多尺度特征自适应融合的轻量化织物瑕疵检测

doi:10.19678/j.issn.1000-3428.0063507

摘要/Abstract

摘要： 织物瑕疵检测是纺织行业保证产品质量的重要环节，针对织物瑕疵检测中存在小目标瑕疵检测困难、不同种类瑕疵长宽比差异大、对实时性要求高等问题，提出一种新的轻量化织物瑕疵检测算法。以YOLOv4网络为基础，使用轻量化网络MobileNetv2为主干网络，有效减少模型参数总量与运算量，以满足实时性需求。在MobileNetv2的逆残差结构中加入CoordAttention注意力模块，将空间精确位置信息嵌入到通道注意力中，增强网络聚焦小目标特征的能力。使用自适应空间特征融合（ASFF）网络改进路径聚合网络（PANet），使模型通过学习获得多尺度特征图的融合权重，从而充分利用浅层特征与深层特征，提高算法对小目标瑕疵的检测精度。采用K-means++算法确定先验框尺寸，并用Focal Loss函数修改模型损失函数，降低正、负样本不平衡对检测结果的影响，解决不同种类瑕疵长宽比差异大及类别不平衡的问题。

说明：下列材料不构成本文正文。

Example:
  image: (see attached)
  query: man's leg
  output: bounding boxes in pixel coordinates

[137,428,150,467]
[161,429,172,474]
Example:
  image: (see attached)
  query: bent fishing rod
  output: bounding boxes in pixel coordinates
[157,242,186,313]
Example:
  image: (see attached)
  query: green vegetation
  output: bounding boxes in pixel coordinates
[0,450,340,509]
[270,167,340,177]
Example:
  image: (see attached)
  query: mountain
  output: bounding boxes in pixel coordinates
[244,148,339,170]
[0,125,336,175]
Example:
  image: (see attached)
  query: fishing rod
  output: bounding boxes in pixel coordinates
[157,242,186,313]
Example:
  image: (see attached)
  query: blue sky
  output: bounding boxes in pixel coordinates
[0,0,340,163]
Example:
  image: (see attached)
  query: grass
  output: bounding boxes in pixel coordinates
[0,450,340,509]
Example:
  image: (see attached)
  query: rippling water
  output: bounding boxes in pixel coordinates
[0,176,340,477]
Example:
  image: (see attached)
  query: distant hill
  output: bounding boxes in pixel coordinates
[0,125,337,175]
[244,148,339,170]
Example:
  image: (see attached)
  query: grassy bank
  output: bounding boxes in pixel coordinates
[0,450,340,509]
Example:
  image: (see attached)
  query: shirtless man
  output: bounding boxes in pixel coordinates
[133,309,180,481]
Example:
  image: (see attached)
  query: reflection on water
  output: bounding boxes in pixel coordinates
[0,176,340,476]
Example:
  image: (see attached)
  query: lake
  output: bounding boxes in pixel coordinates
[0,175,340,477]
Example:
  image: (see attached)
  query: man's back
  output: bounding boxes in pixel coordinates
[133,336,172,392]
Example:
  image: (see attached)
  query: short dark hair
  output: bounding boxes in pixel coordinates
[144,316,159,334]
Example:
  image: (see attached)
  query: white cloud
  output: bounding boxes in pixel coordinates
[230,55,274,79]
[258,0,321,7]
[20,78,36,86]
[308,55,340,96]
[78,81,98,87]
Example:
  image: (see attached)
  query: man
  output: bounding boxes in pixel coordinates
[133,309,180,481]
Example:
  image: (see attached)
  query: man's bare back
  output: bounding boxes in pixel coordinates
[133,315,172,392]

实验结果表明，相较于YOLOv4算法，所提算法的平均精度均值提高了2.3个百分点，检测速度提升了12 frame/s，能较好地应用于织物瑕疵检测。

关键词: 织物瑕疵检测, 自适应空间特征融合, CoordAttention模块, YOLOv4网络, MobileNetv2网络

Abstract: Fabric defect detection is an essential process in the textile industry for ensuring product quality.A algorithm for detecting lightweight fabric defects based on multiscale feature adaptive fusion is proposed to minimize small-target defect detection difficulties in fabric defect detection and the significant differences in the aspect ratios of different defects and high requirements for real-time performance.Based on the YOLOv4 network, lightweight network MobileNetv2 is used as the backbone network to effectively reduce the total number of model parameters and the cost of calculations to satisfy real-time requirements.In the inverse residual structure of MobileNetv2, a new attention mechanism is added.CoordAttention module, which embeds the spatially accurate position information necessary for detecting small-target defects into the channel attention, is used to enhance the ability of the network to focus on small-target features.Second, the Adaptive Spatial Feature Fusion(ASFF) network is used to improve Path Aggregation Network(PANet) to enable the model to obtain the fusion weights of multiscale feature maps through learning, fully utilize shallow and deep features, and further improve the detection accuracy of small-target defects.For different defect types and problems with significant aspect ratio differences and unbalanced categories, the K-means++ algorithm is used to determine the prior frame size, and the Focal Loss function is used to modify the model loss function to reduce the impact of the positive and negative sample imbalance on the detection result.The experimental results show that compared with YOLOv4, the mean Average Precision(mAP) of the proposed algorithm increases by 2.3 percentage points, and the detection speed increases by 12 frame/s.The proposed approach can be effectively applied to fabric defect detection.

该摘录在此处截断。